Furthermore, the narrow silhouette of an e-bike or e-scooter creates a dangerous optical illusion for other road users. Drivers often recognize these vehicles too late or catastrophically misjudge their approach speed, mistaking a fast-moving e-bike for a conventional bicycle. This perceptual gap is proving fatal. The BFU emphasizes that riders must proactively anticipate this "invisibility" by adapting their speed and assuming they have not been seen. It is a harsh lesson in defensive riding: in a collision between a car and an e-bike, the laws of mass ensure the rider always loses.
Compliance is no longer optional; it is a matter of survival. Swiss law mandates that helmets are compulsory for fast e-bikes, yet the BFU urges all riders to gear up, regardless of their bike's class.
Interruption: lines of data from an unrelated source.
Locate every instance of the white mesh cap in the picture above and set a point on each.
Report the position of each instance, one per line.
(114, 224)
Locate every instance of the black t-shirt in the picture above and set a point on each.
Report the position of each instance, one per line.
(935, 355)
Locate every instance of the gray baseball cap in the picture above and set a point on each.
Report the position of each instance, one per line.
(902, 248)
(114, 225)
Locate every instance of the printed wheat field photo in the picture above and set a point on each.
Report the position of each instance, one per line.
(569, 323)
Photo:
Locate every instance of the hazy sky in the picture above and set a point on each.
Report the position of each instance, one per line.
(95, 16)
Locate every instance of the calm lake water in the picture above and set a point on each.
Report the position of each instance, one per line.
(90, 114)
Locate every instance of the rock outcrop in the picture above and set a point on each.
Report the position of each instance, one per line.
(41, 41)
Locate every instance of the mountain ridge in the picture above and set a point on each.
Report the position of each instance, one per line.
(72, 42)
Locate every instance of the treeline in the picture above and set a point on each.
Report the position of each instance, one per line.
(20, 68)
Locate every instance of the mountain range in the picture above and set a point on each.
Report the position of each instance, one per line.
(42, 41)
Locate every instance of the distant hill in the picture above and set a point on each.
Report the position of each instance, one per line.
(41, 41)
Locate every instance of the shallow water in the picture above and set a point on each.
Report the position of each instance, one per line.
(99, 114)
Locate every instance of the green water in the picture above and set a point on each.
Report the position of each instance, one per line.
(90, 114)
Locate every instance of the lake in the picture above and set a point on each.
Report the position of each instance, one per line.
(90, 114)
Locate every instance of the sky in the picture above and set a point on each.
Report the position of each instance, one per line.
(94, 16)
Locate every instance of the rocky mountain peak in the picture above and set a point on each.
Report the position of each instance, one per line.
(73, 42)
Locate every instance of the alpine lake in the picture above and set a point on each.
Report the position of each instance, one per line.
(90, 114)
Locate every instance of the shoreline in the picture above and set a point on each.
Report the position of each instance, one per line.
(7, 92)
Beyond protective gear, visibility is paramount—lights must be functioning and active even during the day, and light-colored clothing is strongly recommended to combat the silhouette issue.
Strict regulations are already in place to curb reckless behavior. An alcohol limit of 0.5 per mille applies strictly to all e-vehicles, dismantling the myth that e-scooters are a safe way to return from a night out. Furthermore, age restrictions—14 with a moped license, 16 without—aim to ensure a baseline of maturity and road knowledge. However, rules on paper cannot stop accidents on asphalt. The BFU's call to action is urgent: use clear hand signals, anticipate the errors of others, and respect the power of the machine under your feet. The era of casual e-mobility is over; serious caution is the new standard.